Compute the worth of Arcadia Hospital in 2005 using rules of thumb, adjusted book value, and discounted cash flow valuation (for this final method, use the table provided). Assume the cash flow for 2005 is the same as 2006. ($655 million)

1) Rules of thumb:
2) Adjusted book value:
3) Discounted cash flow:

Cash Flow amount
Capitalization Rate

6%
8%
10%
12%

Value
Part II: Compare your findings for each valuation method, and discuss any differences or similarities between the calculated values. What method do you think gives the most accurate picture of the worth of Arcadia in 2005? Explain your answer.

1) Rules of thumb: The worth of a hospital can be estimated using certain industry-specific rules of thumb, such as a multiple of revenue, net income, or EBITDA (earnings before interest, taxes, depreciation, and amortization). However, since the question does not provide any specific rule of thumb, we cannot calculate the worth of Arcadia Hospital using this method.
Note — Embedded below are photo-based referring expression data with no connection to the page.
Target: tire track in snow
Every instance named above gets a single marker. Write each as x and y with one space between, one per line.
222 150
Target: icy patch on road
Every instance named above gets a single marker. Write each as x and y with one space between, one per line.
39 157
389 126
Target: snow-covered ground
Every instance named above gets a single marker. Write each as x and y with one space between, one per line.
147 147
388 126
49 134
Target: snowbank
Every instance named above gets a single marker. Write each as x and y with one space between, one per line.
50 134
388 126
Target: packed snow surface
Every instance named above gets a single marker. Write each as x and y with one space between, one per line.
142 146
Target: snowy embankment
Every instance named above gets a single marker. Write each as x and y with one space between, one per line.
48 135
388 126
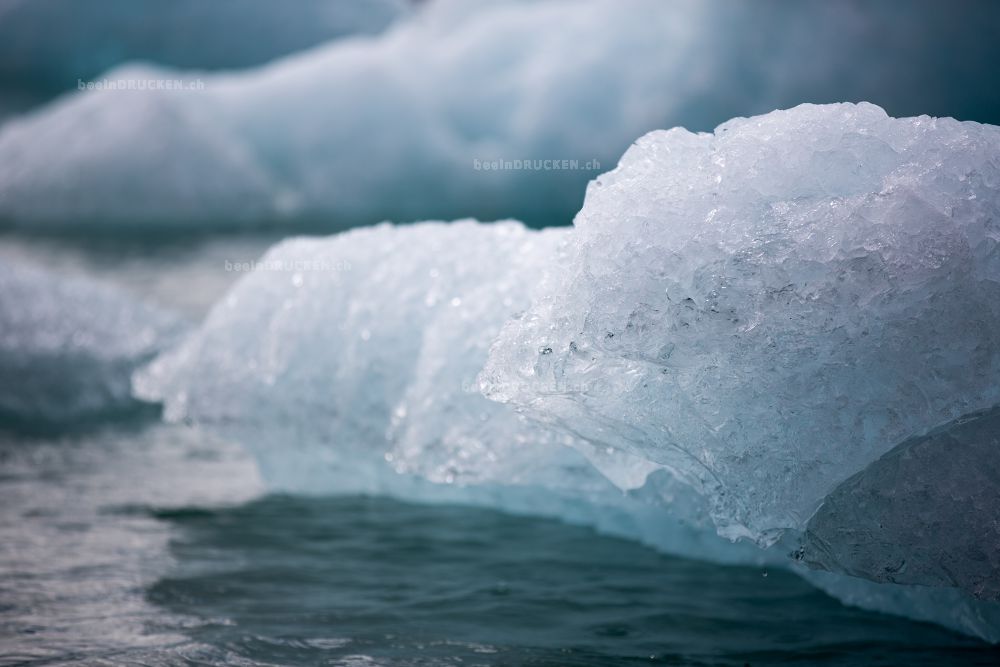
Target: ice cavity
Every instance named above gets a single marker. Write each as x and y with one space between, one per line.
68 346
392 127
768 309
2) Adjusted book value: The adjusted book value is calculated by taking the net book value of the hospital's assets and adjusting it for any over- or under-valued items. To calculate the worth of Arcadia Hospital using this method, we need the balance sheet or financial statements of the hospital for the year 2005.

If we have access to these financial statements, we can find the net book value of Arcadia Hospital's assets for 2005. Then, we need to adjust this value based on any significant changes in the market value of assets since the time of purchase. For example, if the hospital acquired a piece of equipment for $1 million in 2000, but the current market value of that equipment is $1.5 million, we would make a positive adjustment of $0.5 million to the net book value.

Once we have the adjusted net book value, we can consider factors such as the hospital's reputation, location, growth prospects, and industry conditions to arrive at an estimated worth.

3) Discounted cash flow: The discounted cash flow (DCF) valuation method considers the future expected cash flows of a hospital and discounts them to their present value using a discount rate. In this case, we are given the cash flow for 2006, which is $655 million. To estimate the worth of Arcadia Hospital in 2005 using DCF, we need to discount the cash flow of 2006 to its present value in 2005.

To do this, we choose an appropriate discount rate based on the riskiness of investing in the hospital. In the question, four capitalization rates are provided: 6%, 8%, 10%, and 12%. These rates represent the required return or discount rate that an investor would apply to the future cash flows.

Using the chosen capitalization rate, we calculate the present value of the cash flow for 2006 by dividing the cash flow by (1 + discount rate)^number of years between 2006 and 2005.

For example, using a discount rate of 8%, the present value of the cash flow for 2006 would be $655 million / (1 + 0.08)^1 = $605.09 million. Therefore, the estimated worth of Arcadia Hospital in 2005 using DCF with a capitalization rate of 8% would be approximately $605.09 million.

Part II: To compare the findings for each valuation method, we would need to have the calculated values for the adjusted book value method and the DCF method using each of the provided capitalization rates.

However, based on the information given, it is not possible to determine which method gives the most accurate picture of the worth of Arcadia Hospital in 2005. Each method has its own limitations and assumptions, and the accuracy of the valuation depends on the quality of data and the appropriateness of the assumptions made. Without further information and calculations, it is not possible to determine the accuracy of each method for this specific case.